The caller doesn't drive the browser. The agent does.

| Benefit | Detail | |---------|--------| | Fire and forget | Send instructions, get results. No browser state management. | | Model agnostic | Claude, GPT, Gemini, local models, anything that speaks MCP. | | Autonomous recovery | Handles stuck situations, model escalation, and retries on its own. |


Agent internals

Model escalation

Primary model ──stuck──→ Fallback model ──stuck──→ Ask caller ──answer──→ Primary model

Clarifications

When the agent hits something ambiguous, it asks. Answers are persisted to .qa-agent/clarifications.json and scoped by prompt hash. The same question is never asked twice.

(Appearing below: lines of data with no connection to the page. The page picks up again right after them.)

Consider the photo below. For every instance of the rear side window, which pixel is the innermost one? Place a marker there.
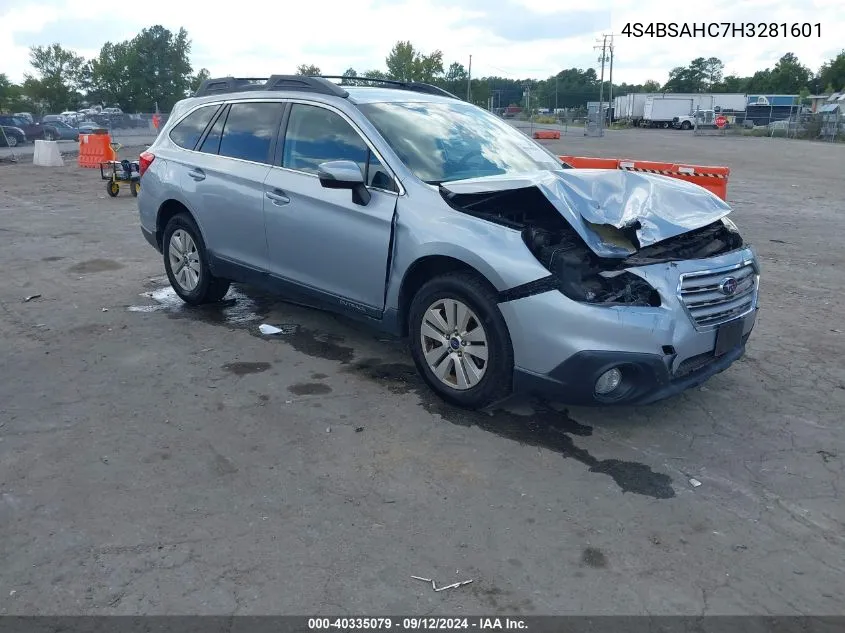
(249, 131)
(188, 131)
(211, 144)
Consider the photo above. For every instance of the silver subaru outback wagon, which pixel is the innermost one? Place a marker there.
(403, 206)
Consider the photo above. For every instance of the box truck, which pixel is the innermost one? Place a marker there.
(660, 111)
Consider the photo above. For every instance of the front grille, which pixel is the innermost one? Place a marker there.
(706, 303)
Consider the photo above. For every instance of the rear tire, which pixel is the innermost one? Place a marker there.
(475, 375)
(186, 263)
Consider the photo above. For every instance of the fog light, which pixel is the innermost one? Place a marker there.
(608, 381)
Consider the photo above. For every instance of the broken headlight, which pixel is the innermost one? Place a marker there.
(583, 277)
(621, 288)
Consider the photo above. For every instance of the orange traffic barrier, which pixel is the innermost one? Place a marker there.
(95, 149)
(588, 162)
(712, 178)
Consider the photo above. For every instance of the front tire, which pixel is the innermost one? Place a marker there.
(460, 342)
(186, 263)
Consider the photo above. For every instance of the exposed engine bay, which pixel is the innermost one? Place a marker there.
(576, 270)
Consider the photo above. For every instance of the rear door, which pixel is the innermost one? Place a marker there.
(318, 237)
(224, 179)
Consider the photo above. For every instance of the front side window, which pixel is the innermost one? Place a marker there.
(317, 135)
(249, 131)
(188, 131)
(440, 142)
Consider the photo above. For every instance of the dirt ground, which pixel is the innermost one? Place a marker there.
(161, 460)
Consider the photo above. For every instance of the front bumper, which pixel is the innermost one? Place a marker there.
(646, 377)
(561, 347)
(151, 238)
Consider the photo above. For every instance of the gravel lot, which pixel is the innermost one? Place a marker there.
(161, 460)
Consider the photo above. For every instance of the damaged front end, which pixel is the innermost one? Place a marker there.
(588, 229)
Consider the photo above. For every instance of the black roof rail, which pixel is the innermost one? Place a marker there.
(415, 86)
(223, 85)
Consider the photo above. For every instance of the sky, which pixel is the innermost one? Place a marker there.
(508, 38)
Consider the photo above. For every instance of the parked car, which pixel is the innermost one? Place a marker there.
(12, 136)
(59, 131)
(426, 216)
(29, 130)
(89, 127)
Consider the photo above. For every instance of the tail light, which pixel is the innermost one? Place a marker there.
(144, 161)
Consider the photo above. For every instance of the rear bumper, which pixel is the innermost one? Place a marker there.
(646, 378)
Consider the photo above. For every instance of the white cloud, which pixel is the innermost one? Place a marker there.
(265, 37)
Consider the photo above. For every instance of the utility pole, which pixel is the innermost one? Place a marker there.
(469, 80)
(601, 83)
(610, 87)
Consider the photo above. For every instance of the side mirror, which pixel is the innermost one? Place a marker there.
(344, 174)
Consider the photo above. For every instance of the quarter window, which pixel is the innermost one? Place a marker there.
(249, 131)
(188, 131)
(211, 144)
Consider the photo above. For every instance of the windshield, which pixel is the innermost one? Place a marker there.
(441, 142)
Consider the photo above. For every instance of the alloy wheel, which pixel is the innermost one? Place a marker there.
(454, 343)
(184, 260)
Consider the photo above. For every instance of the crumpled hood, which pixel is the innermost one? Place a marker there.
(597, 201)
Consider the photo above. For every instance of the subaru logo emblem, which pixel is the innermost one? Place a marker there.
(728, 286)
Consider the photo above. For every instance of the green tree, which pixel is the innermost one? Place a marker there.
(832, 73)
(789, 76)
(152, 69)
(58, 80)
(734, 83)
(406, 64)
(760, 82)
(350, 72)
(5, 91)
(308, 70)
(375, 74)
(197, 79)
(401, 61)
(713, 69)
(456, 72)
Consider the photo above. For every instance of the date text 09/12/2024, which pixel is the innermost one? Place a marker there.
(722, 29)
(416, 624)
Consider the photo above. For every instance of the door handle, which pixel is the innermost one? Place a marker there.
(277, 197)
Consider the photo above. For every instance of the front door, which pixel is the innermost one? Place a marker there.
(317, 237)
(225, 179)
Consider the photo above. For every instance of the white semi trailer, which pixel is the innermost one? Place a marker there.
(660, 111)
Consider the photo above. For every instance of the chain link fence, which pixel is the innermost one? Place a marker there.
(565, 122)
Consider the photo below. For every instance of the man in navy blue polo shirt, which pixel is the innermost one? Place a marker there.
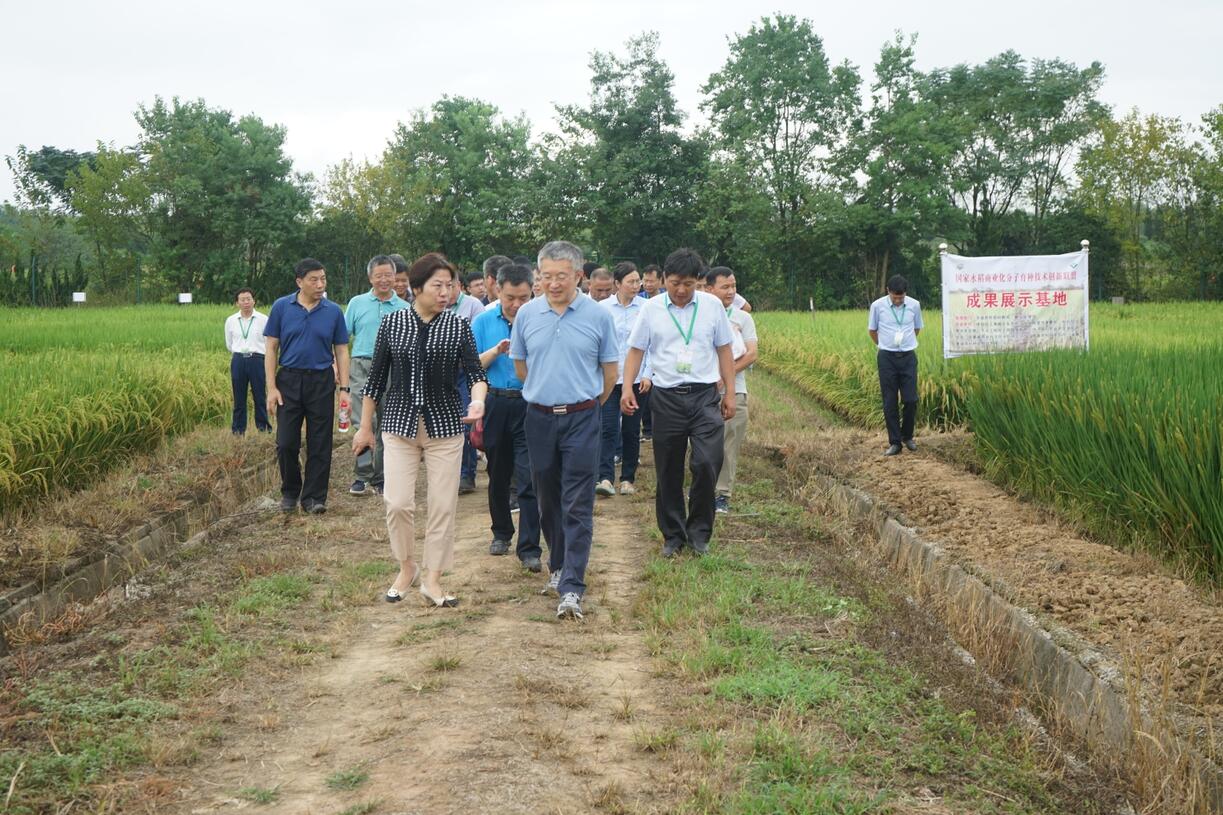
(564, 350)
(505, 437)
(306, 332)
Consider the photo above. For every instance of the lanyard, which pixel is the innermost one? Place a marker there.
(900, 320)
(687, 338)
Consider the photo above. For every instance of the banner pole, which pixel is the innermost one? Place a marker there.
(942, 257)
(1085, 245)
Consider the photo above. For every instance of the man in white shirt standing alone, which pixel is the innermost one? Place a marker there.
(893, 326)
(243, 338)
(687, 337)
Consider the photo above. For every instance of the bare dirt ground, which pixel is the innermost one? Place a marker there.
(494, 706)
(1123, 603)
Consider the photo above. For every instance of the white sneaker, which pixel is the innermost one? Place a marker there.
(570, 606)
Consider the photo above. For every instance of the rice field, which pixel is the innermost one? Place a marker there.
(83, 389)
(1128, 438)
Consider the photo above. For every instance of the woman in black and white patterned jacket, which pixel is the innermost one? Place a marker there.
(412, 378)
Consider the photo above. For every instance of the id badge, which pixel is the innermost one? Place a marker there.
(684, 361)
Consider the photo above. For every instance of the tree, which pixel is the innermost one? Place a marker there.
(42, 176)
(1126, 174)
(637, 168)
(458, 180)
(223, 195)
(110, 196)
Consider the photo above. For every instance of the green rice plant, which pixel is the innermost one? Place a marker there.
(1126, 436)
(83, 389)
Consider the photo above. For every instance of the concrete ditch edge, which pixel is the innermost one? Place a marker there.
(1081, 700)
(87, 579)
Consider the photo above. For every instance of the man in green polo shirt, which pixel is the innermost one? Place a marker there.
(362, 317)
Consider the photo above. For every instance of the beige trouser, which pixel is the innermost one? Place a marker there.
(736, 428)
(402, 460)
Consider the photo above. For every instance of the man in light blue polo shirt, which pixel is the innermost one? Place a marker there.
(893, 326)
(362, 318)
(564, 350)
(687, 337)
(505, 436)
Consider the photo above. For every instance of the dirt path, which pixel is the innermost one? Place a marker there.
(495, 706)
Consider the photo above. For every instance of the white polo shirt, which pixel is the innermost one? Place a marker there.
(245, 335)
(895, 323)
(683, 343)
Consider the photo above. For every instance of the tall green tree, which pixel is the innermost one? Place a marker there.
(783, 111)
(639, 169)
(458, 176)
(223, 195)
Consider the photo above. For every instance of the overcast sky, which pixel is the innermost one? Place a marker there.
(340, 76)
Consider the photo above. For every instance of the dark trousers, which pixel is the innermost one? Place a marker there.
(307, 395)
(620, 432)
(898, 373)
(505, 443)
(564, 459)
(247, 371)
(467, 463)
(683, 416)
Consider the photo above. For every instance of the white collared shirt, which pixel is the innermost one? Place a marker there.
(887, 320)
(625, 317)
(659, 333)
(252, 340)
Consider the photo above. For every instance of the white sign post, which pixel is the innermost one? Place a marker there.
(1014, 304)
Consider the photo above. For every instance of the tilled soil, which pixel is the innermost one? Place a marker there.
(1120, 602)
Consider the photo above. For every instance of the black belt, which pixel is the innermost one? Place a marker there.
(560, 410)
(695, 387)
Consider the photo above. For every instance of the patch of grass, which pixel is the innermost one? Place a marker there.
(349, 778)
(444, 663)
(274, 592)
(756, 635)
(259, 794)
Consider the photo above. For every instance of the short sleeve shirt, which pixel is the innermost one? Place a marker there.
(888, 320)
(489, 329)
(564, 353)
(661, 333)
(306, 337)
(742, 323)
(362, 317)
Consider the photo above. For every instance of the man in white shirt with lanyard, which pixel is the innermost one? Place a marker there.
(893, 326)
(243, 338)
(687, 337)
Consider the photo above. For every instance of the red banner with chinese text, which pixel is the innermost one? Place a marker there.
(1014, 304)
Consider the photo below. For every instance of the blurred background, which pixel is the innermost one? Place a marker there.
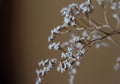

| Scope | Behavior | |-------|----------| | Prompt scoped | Tied to a specific test prompt. Only loaded when that exact prompt runs again. | | Global | Loaded for every test. Useful for shared knowledge like credentials. |

Recipes

After a successful run, the agent saves the action sequence as a recipe in .qa-agent/recipes.json. On repeat runs the recipe is injected as suggested steps, the planner is skipped entirely, and matching clarifications are merged in. If the UI has changed and the recipe fails, the agent falls back to exploration automatically.

Caching

Stagehand's built-in caching (.qa-agent/stagehand-cache/) stores LLM responses for identical page states. Combined with recipes and clarifications, repeat runs are dramatically faster and cheaper.

Audit phase

Include expected outcomes in your prompt and a separate agent pass verifies each one:

✅ PASSED: timezone shows PST in the header
❌ FAILED: notification preference still shows "email", expected "slack"
⚠️  UNKNOWN: cannot verify email was sent (requires inbox access)

Tips

Bypassing authentication

Create a dedicated Chrome profile, log in once manually, then point qaclaw at it:

# 1. Create profile and log in
/Applications/Google\ Chrome.app/Contents/MacOS/Google\ Chrome \
  --user-data-dir="$HOME/Library/Application Support/Google/Chrome-QAClaw" \
  --no-first-run

# 2. Log in to your app, then close the browser

# 3. Set the env var
export QA_CHROME_PROFILE="$HOME/Library/Application Support/Google/Chrome-QAClaw"

Watching the agent

QA_HEADLESS=false qaclaw "your test instructions"

Writing good prompts

  • Be specific: "Go to /users, click 'Add User', fill in name 'Test User', click Save, verify 'Test User' appears in the list"
  • Include expected outcomes: append "Expected outcome: the user appears with status 'Active'" to trigger the audit phase
  • Describe steps in order: the planner handles dependencies

Logs

All output goes to .qa-agent/runner.log. MCP responses are truncated to ~8000 chars. Check the log for the full trace.


Night shift

The night shift agents workflow is an ideal fit. Queue test instructions before you leave for the day, let the agent work through them overnight, and come back to results and a fully populated memory in the morning. Each run gets faster as recipes and clarifications accumulate.